I personally don't view coding agents making software as "software gotten better" you are comparing a tool and the end result, these are two different things. Agent you use going down and your product going down mean two different things to you customers. I will not deny that we made incredible progress in coding and hell, even design over the past 3.5 years, this technology is here to stay.
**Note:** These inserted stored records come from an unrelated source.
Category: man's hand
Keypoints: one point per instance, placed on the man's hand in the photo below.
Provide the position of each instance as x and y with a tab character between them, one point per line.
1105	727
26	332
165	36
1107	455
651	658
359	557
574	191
That being said while I agree that measuring better quality of software is vague (part of the reason it is hard for models as well), there are universal things I believe every engineer will agree on. Reliability, uptime, customer feedback, legibility of your engineering, performance, these are things we often optimized for. Google Maps is a bit of a strawman because neither of us (unless you work on it), knows how much agent code there is, I think it is likely that it's little since it was working fine prior to 2023. I could bring up github reliability as an example, given how much copilot usage they promote at MS, but once again only folks there know for certain. I do, however, see scores of various AI powered SAAS that looks like it is in a perpetual MVP state. I think you are right in that even if agents give us "good enough" results and we can swallow failure rates and our increasingly lesser understanding of what we, or more so model, created, then it is still progress overall, but this is progress not to human-AI collaboration but to AI-only engineering IMO, this is good or bad depending on how you view the future.
I'm a scientist and most of code I currently write is somewhere on the intersection of critical software and machine learning, squaring these two is not easy and I guess the way I was taught to reason about engineering informs my opinions on this. Maybe it's just a matter of time before codex can help here in an unconstrained manner as well, but I am skeptical at the moment.